Since May last year, the Reserve Bank has raised the cash rate by 300 basis points from 0.1% to 3.1%. This week the Bureau of Statistics estimated that led to a 61% increase in the cost of repaying a mortgage for the typical employee household.

Today we see just how massive the impact has been on the demand for new housing loans.

In December alone there was a 4.3% fall in the value of housing loans. Over the course of 2022, the value of housing loans fell 29%. This absolutely brutal data shows contracting lending across the board. Owner-occupier lending is down 30% in the past year, investor lending is also down 28% while first-home buyer loans are down 36%.
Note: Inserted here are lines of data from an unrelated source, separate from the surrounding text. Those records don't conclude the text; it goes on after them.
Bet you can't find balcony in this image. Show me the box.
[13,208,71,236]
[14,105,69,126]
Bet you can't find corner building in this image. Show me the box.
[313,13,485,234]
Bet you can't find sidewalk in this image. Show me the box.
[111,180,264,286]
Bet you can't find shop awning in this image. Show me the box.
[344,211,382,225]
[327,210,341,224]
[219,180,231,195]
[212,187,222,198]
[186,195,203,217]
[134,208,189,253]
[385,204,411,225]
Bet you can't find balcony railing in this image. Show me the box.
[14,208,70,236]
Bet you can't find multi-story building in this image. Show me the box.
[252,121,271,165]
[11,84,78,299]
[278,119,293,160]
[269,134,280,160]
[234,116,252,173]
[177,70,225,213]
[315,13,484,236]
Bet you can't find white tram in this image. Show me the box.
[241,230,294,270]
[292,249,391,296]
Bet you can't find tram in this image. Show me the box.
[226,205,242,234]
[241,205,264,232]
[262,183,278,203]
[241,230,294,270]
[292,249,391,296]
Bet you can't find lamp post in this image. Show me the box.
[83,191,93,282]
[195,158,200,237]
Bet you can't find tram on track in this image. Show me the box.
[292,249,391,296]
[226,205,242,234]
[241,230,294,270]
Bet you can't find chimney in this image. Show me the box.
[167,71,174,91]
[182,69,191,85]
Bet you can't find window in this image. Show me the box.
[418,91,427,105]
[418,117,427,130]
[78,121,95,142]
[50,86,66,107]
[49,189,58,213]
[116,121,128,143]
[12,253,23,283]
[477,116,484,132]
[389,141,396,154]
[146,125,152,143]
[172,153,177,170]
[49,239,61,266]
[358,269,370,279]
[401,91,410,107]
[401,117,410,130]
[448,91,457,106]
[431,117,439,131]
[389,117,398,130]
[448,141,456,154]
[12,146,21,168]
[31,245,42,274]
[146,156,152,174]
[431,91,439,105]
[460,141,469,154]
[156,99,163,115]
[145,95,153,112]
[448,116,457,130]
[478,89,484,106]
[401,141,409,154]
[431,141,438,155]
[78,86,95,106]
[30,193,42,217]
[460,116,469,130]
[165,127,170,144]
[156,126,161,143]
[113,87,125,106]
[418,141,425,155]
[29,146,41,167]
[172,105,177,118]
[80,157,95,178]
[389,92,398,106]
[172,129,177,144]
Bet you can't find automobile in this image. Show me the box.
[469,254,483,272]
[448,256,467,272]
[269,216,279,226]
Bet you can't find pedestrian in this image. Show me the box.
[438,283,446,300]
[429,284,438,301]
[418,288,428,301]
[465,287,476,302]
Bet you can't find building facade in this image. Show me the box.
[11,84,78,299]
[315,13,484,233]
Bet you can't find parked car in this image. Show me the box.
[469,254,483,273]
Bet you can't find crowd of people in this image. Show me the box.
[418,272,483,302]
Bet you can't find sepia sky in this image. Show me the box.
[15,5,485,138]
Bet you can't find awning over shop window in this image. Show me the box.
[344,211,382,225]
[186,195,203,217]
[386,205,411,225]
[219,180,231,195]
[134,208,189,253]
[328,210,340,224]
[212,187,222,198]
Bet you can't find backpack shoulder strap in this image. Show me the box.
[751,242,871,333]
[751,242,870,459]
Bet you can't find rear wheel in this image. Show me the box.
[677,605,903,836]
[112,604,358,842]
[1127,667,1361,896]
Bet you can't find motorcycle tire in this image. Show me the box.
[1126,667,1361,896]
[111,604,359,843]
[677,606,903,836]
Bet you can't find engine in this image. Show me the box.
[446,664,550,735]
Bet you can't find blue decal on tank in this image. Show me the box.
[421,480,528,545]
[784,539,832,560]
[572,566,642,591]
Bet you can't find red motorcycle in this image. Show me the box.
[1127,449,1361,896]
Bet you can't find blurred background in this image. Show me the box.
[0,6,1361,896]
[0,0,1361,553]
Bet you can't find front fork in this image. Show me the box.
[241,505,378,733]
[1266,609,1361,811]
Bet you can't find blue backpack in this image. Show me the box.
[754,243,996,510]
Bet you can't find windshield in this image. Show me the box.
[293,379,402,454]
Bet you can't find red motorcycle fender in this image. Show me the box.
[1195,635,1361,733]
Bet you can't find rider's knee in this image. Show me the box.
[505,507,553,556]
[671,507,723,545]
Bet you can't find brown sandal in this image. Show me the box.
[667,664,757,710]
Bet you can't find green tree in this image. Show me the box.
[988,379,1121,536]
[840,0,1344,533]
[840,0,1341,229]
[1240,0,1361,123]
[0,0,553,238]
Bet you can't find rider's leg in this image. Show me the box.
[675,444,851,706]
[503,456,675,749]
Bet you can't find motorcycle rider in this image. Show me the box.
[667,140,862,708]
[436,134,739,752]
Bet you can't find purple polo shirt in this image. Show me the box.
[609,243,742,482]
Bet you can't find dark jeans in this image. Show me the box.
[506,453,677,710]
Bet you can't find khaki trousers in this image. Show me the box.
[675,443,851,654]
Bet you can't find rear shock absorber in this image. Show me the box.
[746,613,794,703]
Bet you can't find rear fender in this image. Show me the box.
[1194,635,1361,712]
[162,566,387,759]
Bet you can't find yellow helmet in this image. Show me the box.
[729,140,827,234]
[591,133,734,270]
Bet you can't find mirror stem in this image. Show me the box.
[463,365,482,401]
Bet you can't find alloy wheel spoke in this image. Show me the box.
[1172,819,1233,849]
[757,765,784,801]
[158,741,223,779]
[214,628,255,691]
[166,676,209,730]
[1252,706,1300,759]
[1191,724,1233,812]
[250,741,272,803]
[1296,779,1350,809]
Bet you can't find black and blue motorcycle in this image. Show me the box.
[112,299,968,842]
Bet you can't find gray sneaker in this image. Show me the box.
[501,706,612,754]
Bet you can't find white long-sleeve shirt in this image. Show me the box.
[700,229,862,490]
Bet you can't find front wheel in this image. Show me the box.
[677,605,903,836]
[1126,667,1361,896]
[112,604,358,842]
We know from previous experiences of credit crunches of such magnitude, that there is a very strong likelihood of a big decrease in spending and activity to come.

The total number of new home loans taken out in December is now back at levels seen prior to the pandemic in 2019. It is easy to forget given the past three years, but in 2019 the economy was faltering and the Reserve Bank needed to cut interest rates from 1.5% in May 2019 to 0.75% in October. Back then the Reserve Bank was concerned that the level of borrowing was a sure sign that the economy was slowing and the risk of a recession was rising.

This time the Reserve Bank itself has created the collapse of borrowing.

In the past, this fall in housing finance would be consistent with a 7% drop in house prices – one of the biggest annual falls Australia would have experienced in recent memory.

Off the back of data showing a fall in retail spending in December, this is just more evidence that the RBA should not raise the cash rate next week.

Australia’s economy is already slowing and any further rate rises very much risk pushing the economy off a cliff.